I’m reading the book ‘What Do I Really Want?’ by Lloyd Lalande. It reminded me of a time when I was in the first grade and had just learned how to do that exercise where you lay on your back and do an air-bicycle. I felt so free.
We came back from PE, sat down to listen to a story and because I hadn’t learned how to contain that feeling of being free, I went on my back and did the air-bicycle. I was asked to go sit down at my desk away from the group. I had never been in trouble before, especially not by a teacher, and I felt my insides crumbling.
I’m not a bad kid? I thought. Why would she have me sit down?
I wasn’t harming anyone, wasn’t looking for attention, I just loved trying the new activity that made me feel free, fun and alive.
My relationship with my first grade teacher never felt the same on my end, I didn’t feel that she saw me for who I was or who I was being.
It’s interesting, especially being in the blogging world, the concept of being seen. Why being seen in all of your truth, freedom or aliveness is often something to fear, rather something to embrace and celebrate. Even posting this, I don’t know how many posts I’ve done, but there is always that little gut-bubble that says, am I ready to post this, and in turn, am I ready to be seen?
Maybe if we recognized that parts of our past taught us to shut out our natural pull to either express who we are, what we desire or how we’re feeling in the moment, we could learn to accept ourselves and move forward the way we always intended to.
When were you told to tone-down your truth, or your pure aliveness?
When did you feel that expressing who you are was shot down?
How would life look and feel if you were to own your freedom? To own the part of you that just comes easily, effortlessly, without shutting it down before it even has the chance to get out.
How can you do this? Self-compassion.
Self-compassion has been one of my favourite topics as of late. I remember when I was interested in learning about self-love there was something that just wasn’t clicking. I felt like I loved myself for who I am, but there was something that still felt missing. It was self-compassion.
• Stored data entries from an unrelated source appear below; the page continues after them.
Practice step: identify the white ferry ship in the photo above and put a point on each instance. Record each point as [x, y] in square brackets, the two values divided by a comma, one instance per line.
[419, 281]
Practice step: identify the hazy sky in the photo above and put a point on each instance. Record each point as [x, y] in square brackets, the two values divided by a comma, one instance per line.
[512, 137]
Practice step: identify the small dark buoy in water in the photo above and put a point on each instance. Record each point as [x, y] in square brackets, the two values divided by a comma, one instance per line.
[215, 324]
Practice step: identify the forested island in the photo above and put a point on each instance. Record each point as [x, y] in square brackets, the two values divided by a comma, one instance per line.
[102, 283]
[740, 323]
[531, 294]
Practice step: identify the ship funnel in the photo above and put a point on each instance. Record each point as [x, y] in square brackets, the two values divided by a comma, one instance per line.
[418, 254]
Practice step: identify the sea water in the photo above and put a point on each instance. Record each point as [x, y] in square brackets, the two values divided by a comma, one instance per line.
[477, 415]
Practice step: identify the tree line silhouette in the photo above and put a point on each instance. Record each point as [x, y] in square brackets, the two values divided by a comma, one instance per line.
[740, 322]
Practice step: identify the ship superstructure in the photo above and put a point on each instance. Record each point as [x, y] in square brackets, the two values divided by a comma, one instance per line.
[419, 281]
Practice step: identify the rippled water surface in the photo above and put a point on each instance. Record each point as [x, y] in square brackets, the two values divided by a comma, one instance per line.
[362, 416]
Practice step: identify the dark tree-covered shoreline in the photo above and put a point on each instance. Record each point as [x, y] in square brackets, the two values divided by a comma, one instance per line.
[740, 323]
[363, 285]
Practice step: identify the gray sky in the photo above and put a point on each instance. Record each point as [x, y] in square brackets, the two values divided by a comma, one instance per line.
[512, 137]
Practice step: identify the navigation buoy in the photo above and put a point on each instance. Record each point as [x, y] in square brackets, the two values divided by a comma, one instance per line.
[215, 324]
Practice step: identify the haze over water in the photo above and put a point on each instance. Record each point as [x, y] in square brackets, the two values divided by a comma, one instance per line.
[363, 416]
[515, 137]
By having compassion for the mere sense that you are human, and that everyone around you is human, you can allow yourself to show your true-self to those around you. Everyone makes mistakes, no one is perfect, everyone has desires and truth; that’s the beauty of it.
When you start seeing yourself as being a part of a larger community, you can let yourself off the hook a bit more and let out your truth.
If the concept of self-compassion interests you, I recommend the book Self-Compassion by Dr. Kristin Neff. Incredible, easy-to-read and filled with so many simple techniques that will change the way you speak and act towards yourself, and in turn, allow you to live out more of your truth.